DefaultAzureCredential is convenient for development but requires careful consideration in production. In production, consider using a specific credential (e.g., ManagedIdentityCredential) to avoid latency issues, unintended credential probing, and potential security risks from fallback mechanisms.

Run-level middleware

Run-level middleware uses the same builder pattern, applied inline for a specific invocation:

// Run-level middleware: applied to a specific run only
async Task<AgentResponse> DebugMiddleware(
    IEnumerable<ChatMessage> messages,
    AgentSession? session,
    AgentRunOptions? options,
    AIAgent innerAgent,
    CancellationToken cancellationToken)
{
    Console.WriteLine($"[Debug] Input messages: {messages.Count()}");
    var response = await innerAgent.RunAsync(messages, session, options, cancellationToken);
    Console.WriteLine($"[Debug] Output messages: {response.Messages.Count}");
    return response;
}

async IAsyncEnumerable<AgentResponseUpdate> DebugStreamingMiddleware(
    IEnumerable<ChatMessage> messages,
    AgentSession? session,
    AgentRunOptions? options,
    AIAgent innerAgent,
    [EnumeratorCancellation] CancellationToken cancellationToken)
{
    Console.WriteLine($"[Debug] Input messages: {messages.Count()}");
    await foreach (var update in innerAgent.RunStreamingAsync(messages, session, options, cancellationToken))
    {
        yield return update;
    }
}

// Apply run-level middleware by building a decorated agent inline for this specific call
Console.WriteLine(await baseAgent
    .AsBuilder()
        .Use(runFunc: DebugMiddleware, runStreamingFunc: DebugStreamingMiddleware)
    .Build()
    .RunAsync("What's the weather in Tokyo?"));

Tip

The .AsBuilder().Use(...).Build() pattern creates a lightweight wrapper around the original agent. You can chain multiple .Use() calls to compose several middleware for a single invocation.

Agent-level middleware

# Copyright (c) Microsoft. All rights reserved.

import asyncio
import time
from collections.abc import Awaitable, Callable
from random import randint
from typing import Annotated

from agent_framework import (
    AgentContext,
    AgentMiddleware,
    AgentResponse,
    FunctionInvocationContext,
    tool,
)
from agent_framework import Agent
from agent_framework.foundry import FoundryChatClient
from azure.identity.aio import AzureCliCredential
from pydantic import Field

"""
Agent-Level and Run-Level MiddlewareTypes Example

This sample demonstrates the difference between agent-level and run-level middleware:

- Agent-level middleware: Applied to ALL runs of the agent (persistent across runs)
- Run-level middleware: Applied to specific runs only (isolated per run)

The example shows:
1. Agent-level security middleware that validates all requests
2. Agent-level performance monitoring across all runs
3. Run-level context middleware for specific use cases (high priority, debugging)
4. Run-level caching middleware for expensive operations

Agent Middleware Execution Order:
    When both agent-level and run-level *agent* middleware are configured, they execute
    in this order:

    1. Agent-level middleware (outermost) - executes first, in the order they were registered
    2. Run-level middleware (innermost) - executes next, in the order they were passed to run()
    3. Agent execution - the actual agent logic runs last

    For example, with agent middleware [A1, A2] and run middleware [R1, R2]:
        Request  -> A1 -> A2 -> R1 -> R2 -> Agent -> R2 -> R1 -> A2 -> A1 -> Response

    This means:
    - Agent middleware wraps ALL run middleware and the agent
    - Run middleware wraps only the agent for that specific run
    - Each middleware can modify the context before AND after calling next()

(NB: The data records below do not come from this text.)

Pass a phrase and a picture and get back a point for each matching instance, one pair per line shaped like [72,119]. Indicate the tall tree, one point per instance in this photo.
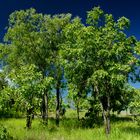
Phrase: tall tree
[106,57]
[34,38]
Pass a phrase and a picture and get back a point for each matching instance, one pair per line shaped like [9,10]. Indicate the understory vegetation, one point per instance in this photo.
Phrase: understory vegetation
[53,65]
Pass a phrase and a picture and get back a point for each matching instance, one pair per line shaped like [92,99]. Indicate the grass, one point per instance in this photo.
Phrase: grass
[121,129]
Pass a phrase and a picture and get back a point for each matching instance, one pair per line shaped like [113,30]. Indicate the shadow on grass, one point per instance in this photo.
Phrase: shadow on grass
[129,129]
[115,118]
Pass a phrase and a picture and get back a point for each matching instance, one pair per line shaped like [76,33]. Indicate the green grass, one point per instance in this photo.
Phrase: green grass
[121,129]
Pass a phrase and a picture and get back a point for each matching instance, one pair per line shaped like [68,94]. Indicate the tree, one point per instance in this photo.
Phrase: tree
[106,54]
[34,38]
[30,84]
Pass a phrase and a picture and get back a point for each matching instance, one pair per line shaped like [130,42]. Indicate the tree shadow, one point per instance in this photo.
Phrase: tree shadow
[129,129]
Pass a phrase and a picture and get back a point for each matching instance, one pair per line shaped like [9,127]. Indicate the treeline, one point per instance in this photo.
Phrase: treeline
[43,55]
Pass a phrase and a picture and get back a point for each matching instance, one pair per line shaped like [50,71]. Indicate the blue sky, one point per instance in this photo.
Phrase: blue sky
[127,8]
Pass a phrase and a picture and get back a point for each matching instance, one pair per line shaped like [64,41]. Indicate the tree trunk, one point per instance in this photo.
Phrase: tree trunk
[45,108]
[29,118]
[77,107]
[57,103]
[106,116]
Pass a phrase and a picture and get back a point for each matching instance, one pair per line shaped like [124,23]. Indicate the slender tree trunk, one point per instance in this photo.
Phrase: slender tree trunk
[57,103]
[78,110]
[29,118]
[45,108]
[105,112]
[106,116]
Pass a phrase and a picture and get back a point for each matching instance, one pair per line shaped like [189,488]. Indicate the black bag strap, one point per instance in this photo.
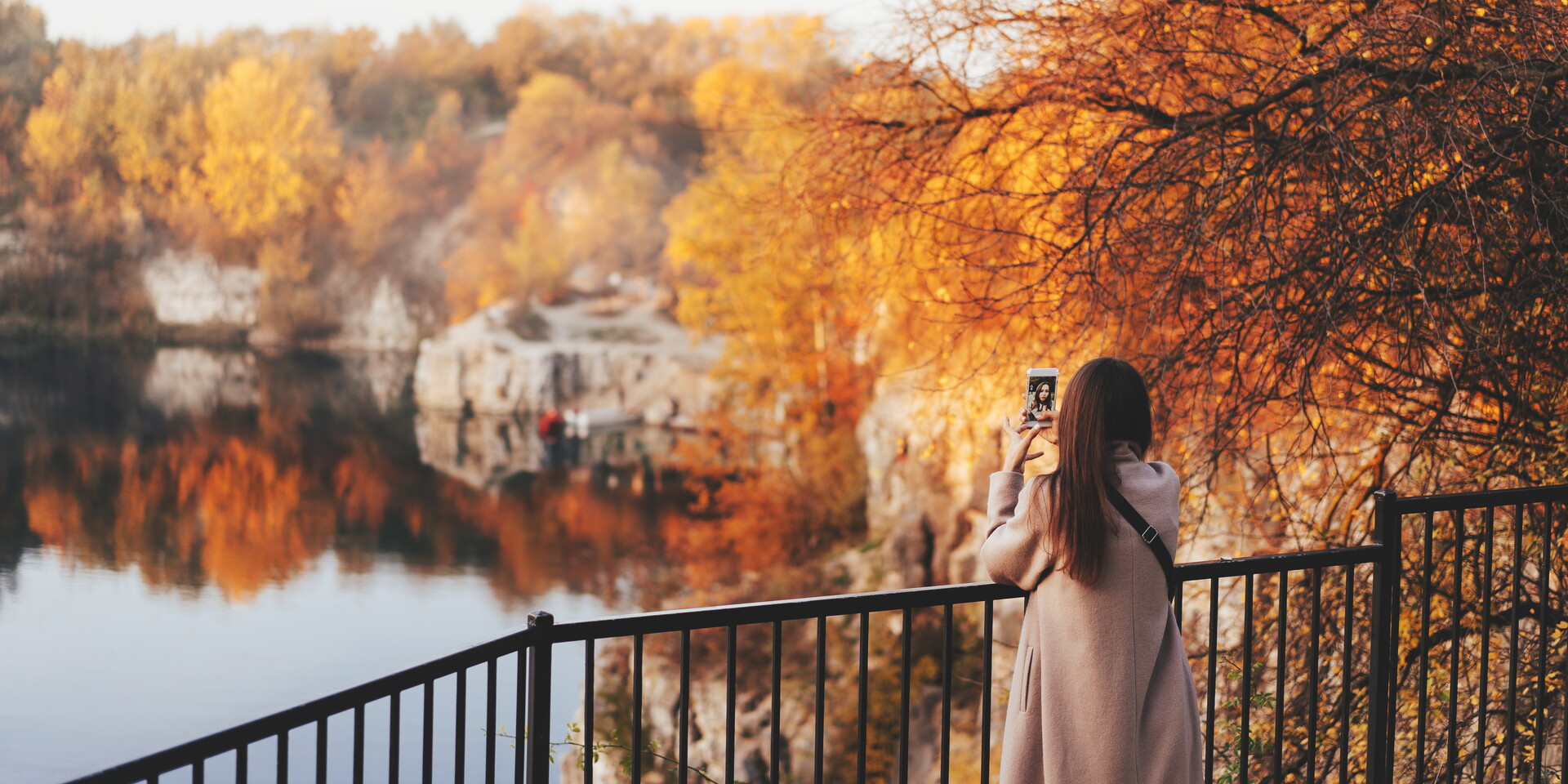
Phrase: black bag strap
[1148,535]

    Note: Function and chat middleware (e.g., ``function_logging_middleware``) execute
    during tool invocation *inside* the agent execution, not in the outer agent-middleware
    chain shown above. They follow the same ordering principle: agent-level function/chat
    middleware runs before run-level function/chat middleware.
"""


# NOTE: approval_mode="never_require" is for sample brevity. Use "always_require" in production; see samples/02-agents/tools/function_tool_with_approval.py and samples/02-agents/tools/function_tool_with_approval_and_sessions.py.
@tool(approval_mode="never_require")
def get_weather(
    location: Annotated[str, Field(description="The location to get the weather for.")],
) -> str:
    """Get the weather for a given location."""
    conditions = ["sunny", "cloudy", "rainy", "stormy"]
    return f"The weather in {location} is {conditions[randint(0, 3)]} with a high of {randint(10, 30)}°C."


# Agent-level middleware (applied to ALL runs)
class SecurityAgentMiddleware(AgentMiddleware):
    """Agent-level security middleware that validates all requests."""

    async def process(self, context: AgentContext, call_next: Callable[[], Awaitable[None]]) -> None:
        print("[SecurityMiddleware] Checking security for all requests...")

        # Check for security violations in the last user message
        last_message = context.messages[-1] if context.messages else None
        if last_message and last_message.text:
            query = last_message.text.lower()
            if any(word in query for word in ["password", "secret", "credentials"]):
                print("[SecurityMiddleware] Security violation detected! Blocking request.")
                return  # Don't call call_next() to prevent execution

        print("[SecurityMiddleware] Security check passed.")
        context.metadata["security_validated"] = True
        await call_next()


async def performance_monitor_middleware(
    context: AgentContext,
    call_next: Callable[[], Awaitable[None]],
) -> None:
    """Agent-level performance monitoring for all runs."""
    print("[PerformanceMonitor] Starting performance monitoring...")
    start_time = time.time()

    await call_next()

    end_time = time.time()
    duration = end_time - start_time
    print(f"[PerformanceMonitor] Total execution time: {duration:.3f}s")
    context.metadata["execution_time"] = duration


# Run-level middleware (applied to specific runs only)
class HighPriorityMiddleware(AgentMiddleware):
    """Run-level middleware for high priority requests."""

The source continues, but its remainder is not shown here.